The Chestnut Hill Community Association says it will schedule a vote next month on whether to develop a new web portal. The portal, as it is envisioned, would feature news from the Chestnut Hill Local and promote businesses and community events by partnering with The Chestnut Hill Business Association, The Chestnut Hill Resident Association, and other neighborhood groups.
Rob Remus, head of the chair that oversees the possible development of the web portal, was not present at the meeting due to a family emergency. Instead, Gerald Tracy presented the committee’s recommendation that web portal would benefit everyone by giving residents and visitors a single site that represents the community.
Tracy went on to say that each group involved would maintain their own mission and that the web portal would not interfere with any particular entity.
“The portal operator will figure out the best way to get out the information with each facet,” said Tracy.
Walter Sullivan proposed that the committee come up with a written proposal for board members to vote on at the next CHCA meeting in January.
“Power” in numbers
Another idea put forward last night is an attempt to lock in lower electricity rates for residents by banding together.
Greg Welsh, a member of the Chestnut Hill Business Association, says he can secure cheaper rates than PECO through a rebate offered by Glacial Energy.
The deal would, in his view, save money for residents and commercial businesses and provide anywhere from $10,000 to $20,000 in revenue for the business association.
“Our goal is to save our residents money and at the same time gain some money for our association,” Welsh said.
Welsh proposed a similar benefit in usage of North American Power, another energy company that could provide the Chestnut Hill Community Association with financial gain.
As it stands, PECO Energy charges .0992 cents per kilowatt and the new plan would charge .0899 cents for the same amount.
Welsh went on to say that residents could stay with PECO but that their bill would likely go up about 5% in the coming months.
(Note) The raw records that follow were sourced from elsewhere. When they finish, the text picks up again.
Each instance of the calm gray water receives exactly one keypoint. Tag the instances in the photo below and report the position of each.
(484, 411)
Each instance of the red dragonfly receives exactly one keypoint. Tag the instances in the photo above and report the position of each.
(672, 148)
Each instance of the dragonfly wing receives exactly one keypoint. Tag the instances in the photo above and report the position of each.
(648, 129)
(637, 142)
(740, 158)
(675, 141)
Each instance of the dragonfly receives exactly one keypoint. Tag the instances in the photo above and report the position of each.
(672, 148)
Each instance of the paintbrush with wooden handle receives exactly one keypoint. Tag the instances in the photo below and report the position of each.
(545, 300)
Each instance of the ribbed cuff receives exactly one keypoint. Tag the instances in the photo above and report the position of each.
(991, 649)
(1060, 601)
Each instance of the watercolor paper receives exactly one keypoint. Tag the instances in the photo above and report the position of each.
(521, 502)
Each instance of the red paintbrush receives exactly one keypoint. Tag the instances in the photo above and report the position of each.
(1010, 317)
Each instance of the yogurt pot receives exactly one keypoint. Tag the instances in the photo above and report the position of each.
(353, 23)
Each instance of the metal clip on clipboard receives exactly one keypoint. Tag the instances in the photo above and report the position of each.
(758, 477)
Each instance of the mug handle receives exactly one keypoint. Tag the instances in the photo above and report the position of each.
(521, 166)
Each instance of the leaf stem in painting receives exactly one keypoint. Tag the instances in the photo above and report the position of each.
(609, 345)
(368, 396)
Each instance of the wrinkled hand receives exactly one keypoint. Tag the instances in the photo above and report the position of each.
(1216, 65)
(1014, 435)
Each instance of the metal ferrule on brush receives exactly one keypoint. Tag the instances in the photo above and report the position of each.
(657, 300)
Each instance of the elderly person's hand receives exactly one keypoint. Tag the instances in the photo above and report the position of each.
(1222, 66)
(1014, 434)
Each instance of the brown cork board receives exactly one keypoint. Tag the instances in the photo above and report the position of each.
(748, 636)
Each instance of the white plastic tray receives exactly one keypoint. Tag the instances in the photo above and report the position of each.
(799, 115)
Members of the board proposed further researching into the matter and the possibility of linking the North American Power web site to their own for residents to view.
“There’s no downside that I see,” said Welsh of the new energy plan.
Impact of new zoning rules
Board President Walter Sullivan updated residents on how the city’s effort to overhaul the zoning code could negatively impact residents’ ability to help shape new development projects.
He said that under the proposed zoning rule changes, neighborhood groups would only be allocated a 30-day period to meet with a developer. “If approved, it would gut our review process,” Sullivan said.
The city’s Zoning Board Committee met on Dec. 15th and the proposal will now go on to committees before it reaches City Council. Sullivan predicted the process would drag out for some time.
One item not on the agenda was City Council’s approval yesterday of a zoning change for the site of a planned dialysis center in Chestnut Hill. The bill introduced by City Councilwoman Donna Reed Miller allows Fresenius to stay open later in the nights. The dialysis center would be located at 10 E. Moreland Ave. The issue had divided local residents. The Chestnut Hill Community Association supports Fresenius’ plan while the Chestnut Hill Residents Association remains opposed to it over concerns of how late the center will remain open.